XRP has recently been trading around $1.35, registering a modest uptick over the past several days. While sentiment across broader cryptocurrency markets remains mixed, XRP’s latest chart activity shows signs of a recovery following weeks of sideways movement. Analysts are interpreting this shift as an early indication of renewed bullish momentum for the token.
Technical breakout leads short-term price action
According to recent technical analyses, XRP attracted market attention after breaking above a descending trend line that had defined its price range.

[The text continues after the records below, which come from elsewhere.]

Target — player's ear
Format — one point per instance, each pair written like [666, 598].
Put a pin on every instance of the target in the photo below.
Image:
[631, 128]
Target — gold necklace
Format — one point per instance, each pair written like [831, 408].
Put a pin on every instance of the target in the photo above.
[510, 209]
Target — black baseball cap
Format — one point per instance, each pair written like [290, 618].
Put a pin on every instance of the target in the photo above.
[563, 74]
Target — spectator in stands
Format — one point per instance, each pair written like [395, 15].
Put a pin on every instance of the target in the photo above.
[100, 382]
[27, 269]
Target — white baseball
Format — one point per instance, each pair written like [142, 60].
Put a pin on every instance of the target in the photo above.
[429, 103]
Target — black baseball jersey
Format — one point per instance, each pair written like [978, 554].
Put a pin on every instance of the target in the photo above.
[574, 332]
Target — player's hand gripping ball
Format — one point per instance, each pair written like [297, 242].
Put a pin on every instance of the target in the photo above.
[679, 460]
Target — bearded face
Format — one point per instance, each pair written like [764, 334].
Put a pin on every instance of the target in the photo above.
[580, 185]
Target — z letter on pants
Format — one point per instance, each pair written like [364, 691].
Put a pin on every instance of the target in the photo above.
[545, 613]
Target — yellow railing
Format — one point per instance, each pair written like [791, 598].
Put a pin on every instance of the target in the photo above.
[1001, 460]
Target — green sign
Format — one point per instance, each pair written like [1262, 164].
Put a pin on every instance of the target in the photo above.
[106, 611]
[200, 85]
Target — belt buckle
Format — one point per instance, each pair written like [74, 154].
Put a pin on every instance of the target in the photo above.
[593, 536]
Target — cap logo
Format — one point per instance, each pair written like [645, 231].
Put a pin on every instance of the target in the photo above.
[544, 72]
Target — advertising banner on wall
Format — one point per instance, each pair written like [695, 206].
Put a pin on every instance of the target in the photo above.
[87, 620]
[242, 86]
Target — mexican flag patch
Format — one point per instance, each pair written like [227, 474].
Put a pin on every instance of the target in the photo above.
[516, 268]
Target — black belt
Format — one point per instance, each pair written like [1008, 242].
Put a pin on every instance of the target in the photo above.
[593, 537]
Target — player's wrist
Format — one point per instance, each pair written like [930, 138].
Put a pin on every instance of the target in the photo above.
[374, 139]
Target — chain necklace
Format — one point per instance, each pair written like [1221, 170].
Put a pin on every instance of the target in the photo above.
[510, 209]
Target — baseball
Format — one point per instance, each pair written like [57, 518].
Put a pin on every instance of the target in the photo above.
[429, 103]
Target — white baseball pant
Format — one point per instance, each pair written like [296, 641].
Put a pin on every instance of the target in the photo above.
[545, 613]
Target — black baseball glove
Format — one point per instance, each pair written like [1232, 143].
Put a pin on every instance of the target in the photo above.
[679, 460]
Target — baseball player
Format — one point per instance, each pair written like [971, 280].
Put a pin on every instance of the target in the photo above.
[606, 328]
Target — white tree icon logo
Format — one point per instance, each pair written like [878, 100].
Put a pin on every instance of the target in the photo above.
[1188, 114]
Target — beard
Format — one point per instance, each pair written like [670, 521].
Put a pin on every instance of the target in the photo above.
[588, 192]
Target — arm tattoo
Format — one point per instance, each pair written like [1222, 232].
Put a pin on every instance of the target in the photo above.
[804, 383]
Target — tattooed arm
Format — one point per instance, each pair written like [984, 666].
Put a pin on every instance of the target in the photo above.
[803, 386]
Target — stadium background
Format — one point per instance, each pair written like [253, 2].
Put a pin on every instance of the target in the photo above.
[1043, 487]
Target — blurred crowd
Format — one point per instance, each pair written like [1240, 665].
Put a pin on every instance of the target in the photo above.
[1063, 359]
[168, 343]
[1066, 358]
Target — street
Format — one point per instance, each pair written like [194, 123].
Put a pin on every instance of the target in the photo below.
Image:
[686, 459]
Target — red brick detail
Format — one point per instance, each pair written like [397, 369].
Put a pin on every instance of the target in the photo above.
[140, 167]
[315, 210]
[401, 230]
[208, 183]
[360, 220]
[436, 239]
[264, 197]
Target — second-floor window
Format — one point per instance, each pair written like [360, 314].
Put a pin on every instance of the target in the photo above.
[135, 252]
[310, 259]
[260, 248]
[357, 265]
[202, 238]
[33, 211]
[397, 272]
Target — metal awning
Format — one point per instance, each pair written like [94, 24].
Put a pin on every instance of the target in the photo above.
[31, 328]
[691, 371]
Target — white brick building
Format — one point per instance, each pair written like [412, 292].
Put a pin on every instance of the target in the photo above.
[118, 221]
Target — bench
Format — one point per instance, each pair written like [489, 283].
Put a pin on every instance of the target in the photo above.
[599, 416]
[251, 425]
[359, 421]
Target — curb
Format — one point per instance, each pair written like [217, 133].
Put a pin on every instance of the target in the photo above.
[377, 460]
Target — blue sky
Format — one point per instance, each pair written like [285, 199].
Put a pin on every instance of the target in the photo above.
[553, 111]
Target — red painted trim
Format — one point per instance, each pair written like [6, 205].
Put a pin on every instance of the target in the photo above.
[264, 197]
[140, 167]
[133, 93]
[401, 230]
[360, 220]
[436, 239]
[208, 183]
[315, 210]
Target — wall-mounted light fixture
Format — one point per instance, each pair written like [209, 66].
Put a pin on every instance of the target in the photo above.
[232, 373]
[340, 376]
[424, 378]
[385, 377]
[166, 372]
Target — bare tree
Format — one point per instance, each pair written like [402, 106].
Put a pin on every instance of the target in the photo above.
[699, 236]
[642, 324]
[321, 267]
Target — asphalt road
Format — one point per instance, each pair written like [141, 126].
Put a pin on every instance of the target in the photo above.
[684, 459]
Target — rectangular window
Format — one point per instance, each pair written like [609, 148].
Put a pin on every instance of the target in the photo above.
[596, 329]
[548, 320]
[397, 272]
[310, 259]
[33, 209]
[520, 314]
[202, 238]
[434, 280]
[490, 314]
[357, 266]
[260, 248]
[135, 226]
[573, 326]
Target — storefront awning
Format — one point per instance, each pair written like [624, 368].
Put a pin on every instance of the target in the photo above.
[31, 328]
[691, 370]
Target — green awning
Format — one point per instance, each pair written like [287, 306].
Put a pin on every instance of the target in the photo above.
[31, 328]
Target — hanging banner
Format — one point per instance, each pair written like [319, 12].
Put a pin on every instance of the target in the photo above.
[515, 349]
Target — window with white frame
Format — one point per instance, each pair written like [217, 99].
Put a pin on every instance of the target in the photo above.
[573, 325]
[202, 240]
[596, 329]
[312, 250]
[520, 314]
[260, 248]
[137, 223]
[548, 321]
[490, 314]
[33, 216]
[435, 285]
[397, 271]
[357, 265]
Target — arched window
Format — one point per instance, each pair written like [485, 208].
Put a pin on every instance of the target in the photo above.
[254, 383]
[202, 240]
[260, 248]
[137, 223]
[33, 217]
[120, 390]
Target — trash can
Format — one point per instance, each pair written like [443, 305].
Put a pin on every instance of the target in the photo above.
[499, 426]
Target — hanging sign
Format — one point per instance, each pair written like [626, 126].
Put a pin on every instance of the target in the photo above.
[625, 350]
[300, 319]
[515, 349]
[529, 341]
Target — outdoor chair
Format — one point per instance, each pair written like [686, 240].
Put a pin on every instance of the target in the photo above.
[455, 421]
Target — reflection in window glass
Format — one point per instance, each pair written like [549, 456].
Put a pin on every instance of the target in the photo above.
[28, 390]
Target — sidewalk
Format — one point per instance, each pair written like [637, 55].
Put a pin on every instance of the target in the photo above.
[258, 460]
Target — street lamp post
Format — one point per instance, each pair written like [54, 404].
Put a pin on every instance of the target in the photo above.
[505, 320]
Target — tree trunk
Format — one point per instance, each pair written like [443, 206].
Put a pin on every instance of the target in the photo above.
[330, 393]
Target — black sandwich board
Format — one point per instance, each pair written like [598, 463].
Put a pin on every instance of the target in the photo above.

This technical breakout is often seen as a catalyst for upward movements and suggests a constructive short-term change in market structure.

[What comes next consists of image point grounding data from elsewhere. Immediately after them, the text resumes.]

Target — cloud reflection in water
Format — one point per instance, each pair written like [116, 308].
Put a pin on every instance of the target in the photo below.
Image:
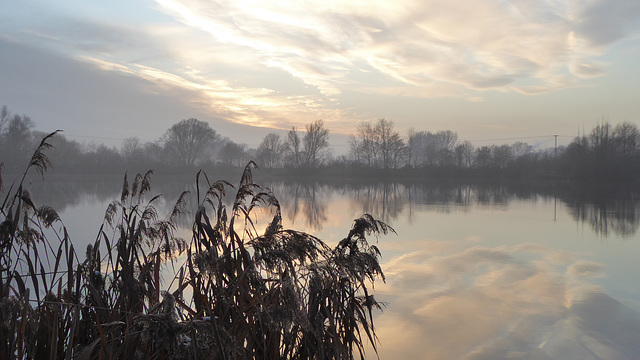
[521, 302]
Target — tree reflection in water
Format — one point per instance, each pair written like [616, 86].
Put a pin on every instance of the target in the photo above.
[606, 209]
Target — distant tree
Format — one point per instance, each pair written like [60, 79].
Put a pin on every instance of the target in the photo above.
[464, 154]
[16, 140]
[483, 157]
[5, 114]
[233, 154]
[364, 146]
[390, 144]
[189, 139]
[270, 151]
[378, 145]
[626, 137]
[316, 143]
[501, 155]
[131, 148]
[293, 148]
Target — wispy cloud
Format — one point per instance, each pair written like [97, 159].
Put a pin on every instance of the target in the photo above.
[278, 63]
[526, 301]
[525, 46]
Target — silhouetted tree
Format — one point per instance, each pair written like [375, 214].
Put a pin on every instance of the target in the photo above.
[293, 148]
[271, 151]
[189, 139]
[316, 143]
[233, 154]
[378, 145]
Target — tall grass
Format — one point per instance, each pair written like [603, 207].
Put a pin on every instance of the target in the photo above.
[233, 291]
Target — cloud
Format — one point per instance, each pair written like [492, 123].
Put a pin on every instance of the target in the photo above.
[311, 56]
[522, 302]
[484, 45]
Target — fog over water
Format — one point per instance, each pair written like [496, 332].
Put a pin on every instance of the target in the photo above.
[474, 272]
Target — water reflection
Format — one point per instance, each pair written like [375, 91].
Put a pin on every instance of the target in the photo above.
[488, 274]
[528, 301]
[607, 210]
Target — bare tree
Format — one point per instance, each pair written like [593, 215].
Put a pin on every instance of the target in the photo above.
[189, 139]
[316, 143]
[390, 144]
[131, 148]
[270, 151]
[378, 145]
[233, 154]
[464, 154]
[293, 148]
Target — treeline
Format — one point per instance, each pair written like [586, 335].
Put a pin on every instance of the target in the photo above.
[607, 152]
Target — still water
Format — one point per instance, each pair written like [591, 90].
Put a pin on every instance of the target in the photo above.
[474, 272]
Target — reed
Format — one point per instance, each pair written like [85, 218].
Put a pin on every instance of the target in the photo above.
[234, 292]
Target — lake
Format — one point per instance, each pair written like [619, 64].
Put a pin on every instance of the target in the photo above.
[475, 271]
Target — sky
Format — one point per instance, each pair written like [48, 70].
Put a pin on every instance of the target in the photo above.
[491, 70]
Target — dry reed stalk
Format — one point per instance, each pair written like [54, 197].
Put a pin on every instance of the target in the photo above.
[282, 294]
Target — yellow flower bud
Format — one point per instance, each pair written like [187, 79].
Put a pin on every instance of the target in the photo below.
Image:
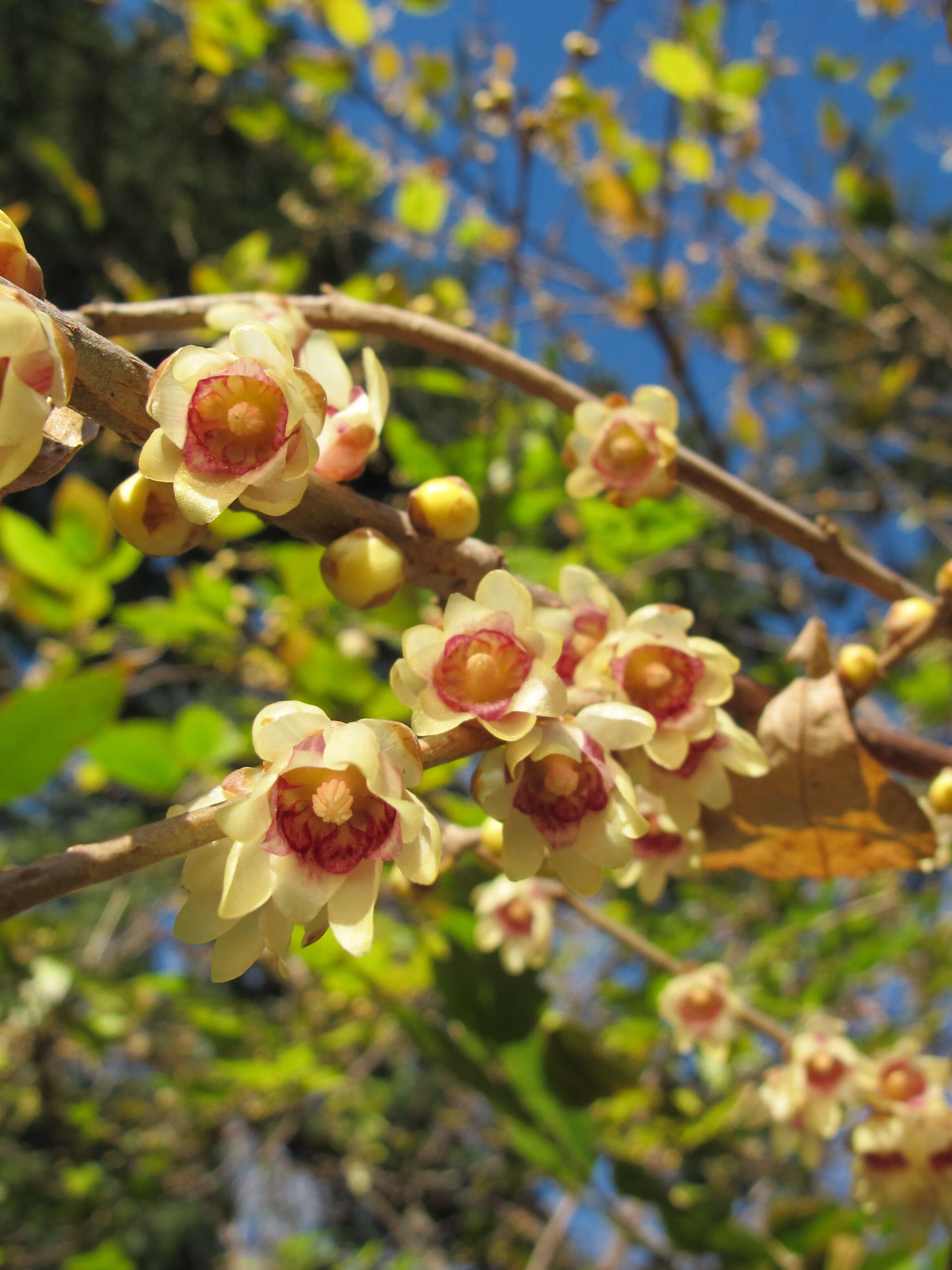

Experts who focus on technical analysis in crypto markets emphasize that XRP is maintaining its position above the breakout level, which now acts as an important support. Attention has shifted to potential moves toward the $1.38 to $1.42 range. The recent spike in trading volume—particularly within the four-hour interval, where a descending wedge pattern was decisively broken to the upside—has further underlined a new phase of momentum according to technical indicators.
Key resistance levels and decision points for XRP
Currently, XRP is hovering near $1.35 following a gain of over 4% in the past 24 hours. In the short term, the $1.37–$1.38 band is seen as the immediate hurdle, representing both a previous high and the initial barrier for continued upward movements. Some profit-taking and brief consolidations could occur at this level, posing a potential risk for temporary pauses in the rally.

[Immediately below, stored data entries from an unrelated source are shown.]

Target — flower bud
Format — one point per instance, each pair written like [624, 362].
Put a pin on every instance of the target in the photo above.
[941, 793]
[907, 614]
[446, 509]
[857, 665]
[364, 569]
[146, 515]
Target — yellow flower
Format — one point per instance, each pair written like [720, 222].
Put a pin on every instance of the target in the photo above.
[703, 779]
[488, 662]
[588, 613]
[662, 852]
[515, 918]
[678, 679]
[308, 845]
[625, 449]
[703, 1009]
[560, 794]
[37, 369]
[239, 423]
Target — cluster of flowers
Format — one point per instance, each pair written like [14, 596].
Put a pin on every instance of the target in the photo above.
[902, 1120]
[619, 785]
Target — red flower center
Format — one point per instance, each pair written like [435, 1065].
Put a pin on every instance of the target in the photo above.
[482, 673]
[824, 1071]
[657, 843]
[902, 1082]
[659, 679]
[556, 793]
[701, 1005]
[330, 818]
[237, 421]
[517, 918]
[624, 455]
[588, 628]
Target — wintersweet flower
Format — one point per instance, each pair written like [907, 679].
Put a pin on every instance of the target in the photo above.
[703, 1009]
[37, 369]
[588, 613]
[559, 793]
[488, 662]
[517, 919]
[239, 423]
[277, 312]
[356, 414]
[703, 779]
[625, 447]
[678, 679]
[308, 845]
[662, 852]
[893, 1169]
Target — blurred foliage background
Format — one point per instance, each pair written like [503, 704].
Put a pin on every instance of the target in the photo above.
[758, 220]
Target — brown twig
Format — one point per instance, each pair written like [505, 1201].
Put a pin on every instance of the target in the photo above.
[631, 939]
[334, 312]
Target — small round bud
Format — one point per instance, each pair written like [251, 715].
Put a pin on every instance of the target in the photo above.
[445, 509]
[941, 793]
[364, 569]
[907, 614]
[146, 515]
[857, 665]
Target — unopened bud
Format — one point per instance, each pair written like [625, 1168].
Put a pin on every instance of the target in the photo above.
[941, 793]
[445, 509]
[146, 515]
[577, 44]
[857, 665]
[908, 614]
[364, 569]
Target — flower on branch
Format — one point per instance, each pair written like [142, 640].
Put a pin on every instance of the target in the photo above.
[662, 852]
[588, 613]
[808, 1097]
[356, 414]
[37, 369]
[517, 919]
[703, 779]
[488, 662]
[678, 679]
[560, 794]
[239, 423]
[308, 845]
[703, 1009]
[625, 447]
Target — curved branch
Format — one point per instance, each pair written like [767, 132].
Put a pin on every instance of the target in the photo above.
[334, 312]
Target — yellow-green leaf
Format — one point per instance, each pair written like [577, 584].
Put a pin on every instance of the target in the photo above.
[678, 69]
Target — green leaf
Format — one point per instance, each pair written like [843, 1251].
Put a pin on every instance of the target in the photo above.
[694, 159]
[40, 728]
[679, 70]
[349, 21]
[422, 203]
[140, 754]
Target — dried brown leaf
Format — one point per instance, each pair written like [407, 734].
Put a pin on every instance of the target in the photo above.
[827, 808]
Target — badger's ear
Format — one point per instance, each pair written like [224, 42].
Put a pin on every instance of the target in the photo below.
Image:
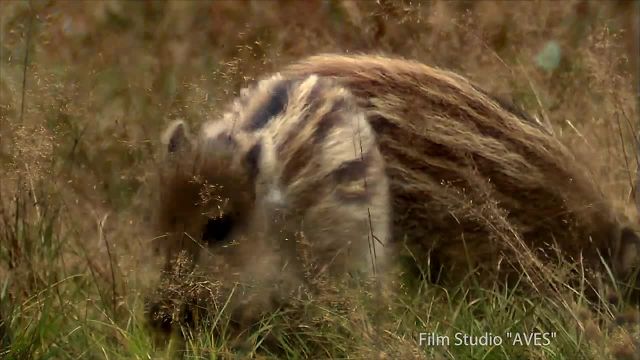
[176, 137]
[629, 251]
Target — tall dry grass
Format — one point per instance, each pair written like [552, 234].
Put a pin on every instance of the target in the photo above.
[86, 87]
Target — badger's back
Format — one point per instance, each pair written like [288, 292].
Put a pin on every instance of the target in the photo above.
[458, 159]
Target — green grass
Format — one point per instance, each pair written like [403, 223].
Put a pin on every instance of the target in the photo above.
[103, 78]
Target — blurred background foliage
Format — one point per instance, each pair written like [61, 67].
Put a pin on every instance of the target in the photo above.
[80, 123]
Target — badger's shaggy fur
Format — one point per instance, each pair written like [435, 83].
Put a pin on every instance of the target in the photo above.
[323, 167]
[452, 150]
[289, 183]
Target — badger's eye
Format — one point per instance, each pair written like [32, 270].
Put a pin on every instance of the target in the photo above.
[217, 229]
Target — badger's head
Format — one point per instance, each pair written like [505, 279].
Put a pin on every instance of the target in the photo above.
[214, 225]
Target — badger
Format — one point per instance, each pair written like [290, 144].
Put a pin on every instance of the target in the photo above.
[334, 165]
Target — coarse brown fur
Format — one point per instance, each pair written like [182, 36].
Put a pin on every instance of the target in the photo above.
[288, 158]
[457, 157]
[462, 169]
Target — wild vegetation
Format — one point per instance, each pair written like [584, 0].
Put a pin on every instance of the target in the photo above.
[87, 87]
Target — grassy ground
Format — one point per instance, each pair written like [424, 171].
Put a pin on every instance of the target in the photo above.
[81, 114]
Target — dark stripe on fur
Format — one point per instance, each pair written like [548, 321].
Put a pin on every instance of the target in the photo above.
[252, 160]
[274, 105]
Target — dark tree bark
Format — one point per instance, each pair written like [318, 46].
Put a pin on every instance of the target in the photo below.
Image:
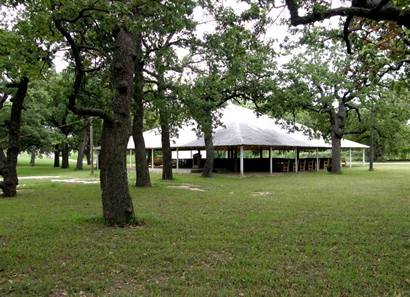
[56, 156]
[141, 164]
[81, 148]
[8, 163]
[65, 155]
[117, 204]
[33, 154]
[166, 146]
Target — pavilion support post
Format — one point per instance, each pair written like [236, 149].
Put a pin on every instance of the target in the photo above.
[177, 159]
[296, 159]
[364, 157]
[241, 162]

If the price pushes higher, the next major resistance zone is between $1.41 and $1.42. This region overlaps with a broader cluster of resistance levels and is likely to be pivotal in determining price direction. Analysts note that selling pressure may intensify here, potentially triggering a moderate pullback for XRP.
While short-term technical indicators paint a positive picture, broader market caution remains. Maintaining XRP’s position above $1.33–$1.34 is essential for buyers to keep the upper hand in the short run. However, longer-term moving averages still sit above the current price, indicating ongoing downward pressure from the overall market trend.
Market balance and technical uncertainty persist
Other key indicators reflect ongoing uncertainty. The Relative Strength Index (RSI) is in a neutral zone, suggesting neither overbought nor oversold conditions. Meanwhile, the Moving Average Convergence Divergence (MACD) sits slightly in negative territory, implying that selling pressure has not fully dissipated.
A sustained move above the $1.41–$1.42 resistance is viewed as the main requirement for a successful upward reversal. Failing to do so could see XRP revert to its previous pattern of tight-range, sideways trading.
Should XRP lose its footing below key support levels, the outlook could quickly sour, and prices might retrace to the $1.30–$1.22 range. Consequently, traders are watching the $1.32–$1.36 band closely, viewing the preservation of this level as crucial for sustaining the current upward bias.